若草鹿之助の「今日はラッキー!」

日記です。孫観察、油絵、乗馬、おもしろくない映画の紹介など

『シャイアン』

テレビで『シャイアン』という映画を見ました。

ぜんぜん知らない映画ですが、タイトルから西部劇だろうと思ってました。映画が始まって、監督がジョン・フォードで、カラーで70ミリ映画なのでびっくりしました。
ジョン・フォード監督は、私にとっては昔々の人なので1960年代に映画を作ってるとは思いませんでした。

監督は、1870年代のアメリカインディアンの悲劇をまともに扱おうとしたようですが、なんでこんな映画ができてしまったのであろうか。
見ていて、ジョン・フォードという人には誠実さとか良心とかがないのかと思いました。
見終わってからウイキペディアとかで調べたら、そんなことはないみたいなので、この時期頭がおかしかったのかもしれない。
ジョン・フォードは、インディアンを悪者にした西部劇を作りまくったので、罪滅ぼしのつもりで史実に基づいた映画を作ろうとしたけど、長年の癖が抜けずお客様サービス的要素を持ち込んでしまったのでしょうか。

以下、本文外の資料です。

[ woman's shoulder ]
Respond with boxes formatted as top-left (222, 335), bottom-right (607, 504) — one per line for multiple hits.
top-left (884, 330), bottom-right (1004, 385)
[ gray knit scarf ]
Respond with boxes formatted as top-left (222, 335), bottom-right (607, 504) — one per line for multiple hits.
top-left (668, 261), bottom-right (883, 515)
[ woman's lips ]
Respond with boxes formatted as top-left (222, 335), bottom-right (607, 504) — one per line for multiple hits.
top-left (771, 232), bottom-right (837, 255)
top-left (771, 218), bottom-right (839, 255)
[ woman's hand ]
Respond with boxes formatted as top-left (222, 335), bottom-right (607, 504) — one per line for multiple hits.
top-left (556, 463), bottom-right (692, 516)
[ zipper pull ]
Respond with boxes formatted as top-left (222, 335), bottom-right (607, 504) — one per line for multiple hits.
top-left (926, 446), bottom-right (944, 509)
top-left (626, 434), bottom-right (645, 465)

シャイアン族は、アメリカ政府によって不毛の土地に押し込められ、約束されていた食料や医薬品の援助も受けられず、これでは生きていけないと故郷に戻るたびに出る。2千キロ以上の道のりを子供や老人も含めて歩いていく。それを「協定違反」ということで騎兵隊が追跡する。

その「自己批判映画」「告発映画」の中に、突如ワイアット・アープが登場して、酒場でバクチをしたりいかがわしい女たちが登場してスカートがめくれて下着が見えて大騒ぎしたり、なにこれ?というシーンが延々と続く。
映画の公開後、映画会社が「この部分は無駄だ」とちょん切ったそうですが、DVDなどではまた復活してしまってるみたいです。

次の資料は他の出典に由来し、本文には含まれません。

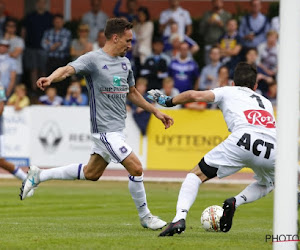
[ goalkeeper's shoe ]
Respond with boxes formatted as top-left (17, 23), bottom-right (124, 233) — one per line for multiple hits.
top-left (140, 213), bottom-right (167, 230)
top-left (158, 219), bottom-right (185, 237)
top-left (20, 166), bottom-right (41, 200)
top-left (147, 89), bottom-right (174, 107)
top-left (220, 197), bottom-right (236, 233)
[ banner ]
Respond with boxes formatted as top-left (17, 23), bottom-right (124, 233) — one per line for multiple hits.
top-left (30, 106), bottom-right (145, 169)
top-left (147, 110), bottom-right (229, 170)
top-left (1, 107), bottom-right (31, 167)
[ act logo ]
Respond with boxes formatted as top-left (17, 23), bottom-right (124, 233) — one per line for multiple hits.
top-left (39, 121), bottom-right (63, 153)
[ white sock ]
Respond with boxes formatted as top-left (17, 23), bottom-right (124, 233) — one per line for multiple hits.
top-left (128, 175), bottom-right (150, 218)
top-left (12, 167), bottom-right (27, 181)
top-left (40, 164), bottom-right (85, 182)
top-left (172, 173), bottom-right (202, 222)
top-left (234, 181), bottom-right (274, 208)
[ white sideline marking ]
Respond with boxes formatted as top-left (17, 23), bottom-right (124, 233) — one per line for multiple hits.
top-left (0, 174), bottom-right (254, 184)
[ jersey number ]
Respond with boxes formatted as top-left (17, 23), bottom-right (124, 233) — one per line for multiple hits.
top-left (250, 95), bottom-right (265, 109)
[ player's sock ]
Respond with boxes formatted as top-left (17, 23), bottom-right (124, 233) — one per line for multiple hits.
top-left (128, 175), bottom-right (150, 218)
top-left (172, 173), bottom-right (202, 222)
top-left (40, 164), bottom-right (85, 182)
top-left (12, 167), bottom-right (27, 181)
top-left (235, 182), bottom-right (274, 208)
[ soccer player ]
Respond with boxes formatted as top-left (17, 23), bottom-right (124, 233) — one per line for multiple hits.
top-left (148, 62), bottom-right (276, 236)
top-left (0, 82), bottom-right (32, 182)
top-left (20, 18), bottom-right (173, 230)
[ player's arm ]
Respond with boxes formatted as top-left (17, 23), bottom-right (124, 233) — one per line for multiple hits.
top-left (127, 86), bottom-right (174, 129)
top-left (148, 89), bottom-right (215, 107)
top-left (171, 90), bottom-right (215, 105)
top-left (36, 65), bottom-right (76, 90)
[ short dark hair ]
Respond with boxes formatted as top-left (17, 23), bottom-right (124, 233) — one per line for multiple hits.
top-left (138, 6), bottom-right (150, 21)
top-left (104, 18), bottom-right (133, 40)
top-left (233, 62), bottom-right (257, 89)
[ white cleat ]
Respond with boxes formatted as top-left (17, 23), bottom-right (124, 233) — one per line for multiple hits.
top-left (20, 166), bottom-right (41, 200)
top-left (140, 213), bottom-right (167, 230)
top-left (26, 189), bottom-right (34, 197)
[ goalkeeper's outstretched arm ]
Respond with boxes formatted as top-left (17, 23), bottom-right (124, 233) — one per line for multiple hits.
top-left (172, 90), bottom-right (215, 105)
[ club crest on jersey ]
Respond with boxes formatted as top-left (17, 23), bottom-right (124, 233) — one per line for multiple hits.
top-left (122, 63), bottom-right (127, 71)
top-left (119, 146), bottom-right (127, 154)
top-left (113, 76), bottom-right (121, 87)
top-left (244, 110), bottom-right (276, 128)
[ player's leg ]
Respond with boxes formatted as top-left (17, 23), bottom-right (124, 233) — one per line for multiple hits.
top-left (159, 158), bottom-right (218, 236)
top-left (20, 154), bottom-right (108, 200)
top-left (220, 181), bottom-right (274, 232)
top-left (0, 158), bottom-right (27, 181)
top-left (121, 152), bottom-right (167, 230)
top-left (220, 132), bottom-right (276, 232)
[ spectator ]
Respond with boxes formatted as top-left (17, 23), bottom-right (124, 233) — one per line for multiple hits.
top-left (169, 42), bottom-right (199, 92)
top-left (163, 22), bottom-right (200, 54)
top-left (39, 86), bottom-right (63, 106)
top-left (155, 77), bottom-right (181, 109)
top-left (159, 0), bottom-right (193, 37)
top-left (216, 65), bottom-right (233, 87)
top-left (239, 0), bottom-right (270, 50)
top-left (82, 0), bottom-right (108, 42)
top-left (199, 47), bottom-right (222, 90)
top-left (200, 0), bottom-right (231, 64)
top-left (258, 30), bottom-right (278, 77)
top-left (167, 33), bottom-right (183, 59)
top-left (219, 19), bottom-right (242, 76)
top-left (42, 14), bottom-right (71, 95)
top-left (246, 48), bottom-right (274, 96)
top-left (22, 0), bottom-right (53, 90)
top-left (133, 7), bottom-right (154, 65)
top-left (0, 39), bottom-right (17, 97)
top-left (4, 19), bottom-right (24, 84)
top-left (114, 0), bottom-right (138, 24)
top-left (128, 77), bottom-right (151, 135)
top-left (70, 24), bottom-right (93, 60)
top-left (63, 80), bottom-right (88, 106)
top-left (271, 16), bottom-right (280, 34)
top-left (0, 0), bottom-right (7, 38)
top-left (140, 37), bottom-right (170, 90)
top-left (93, 30), bottom-right (106, 51)
top-left (7, 84), bottom-right (30, 111)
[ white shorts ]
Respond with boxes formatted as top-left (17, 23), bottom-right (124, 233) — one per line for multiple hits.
top-left (91, 132), bottom-right (132, 163)
top-left (204, 131), bottom-right (276, 186)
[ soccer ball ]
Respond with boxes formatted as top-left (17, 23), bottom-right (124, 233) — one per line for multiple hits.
top-left (201, 205), bottom-right (223, 232)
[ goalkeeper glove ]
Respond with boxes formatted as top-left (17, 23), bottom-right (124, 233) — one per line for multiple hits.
top-left (147, 89), bottom-right (175, 107)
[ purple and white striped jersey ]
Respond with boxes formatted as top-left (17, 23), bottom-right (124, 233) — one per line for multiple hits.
top-left (69, 49), bottom-right (135, 133)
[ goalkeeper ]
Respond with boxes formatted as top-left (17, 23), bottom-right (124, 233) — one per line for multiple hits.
top-left (148, 62), bottom-right (276, 236)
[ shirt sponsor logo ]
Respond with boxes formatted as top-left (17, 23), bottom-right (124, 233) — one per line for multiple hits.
top-left (122, 63), bottom-right (127, 71)
top-left (119, 146), bottom-right (128, 154)
top-left (244, 110), bottom-right (276, 128)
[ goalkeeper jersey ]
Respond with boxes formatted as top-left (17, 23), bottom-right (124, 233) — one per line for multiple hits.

フォード監督は、昔からインディアンの境遇に同情していて、映画にもよく使ったそうです。この映画では、シャイアン族じゃなくてナバホ族の人たちが大勢出てます。珍しく、英語じゃなくてナバホ語をしゃべってます。
映画の中のまじめな場面で、族長が映画に関係ないとても下品なことをしゃべってるそうです。
「白人を馬鹿にした」ということで、この映画はナバホ族の間でとても人気があるそうです。

インディアン迫害の史実を知るということと、名監督でもこんなひどい映画を作るということで、一見の価値ありかな。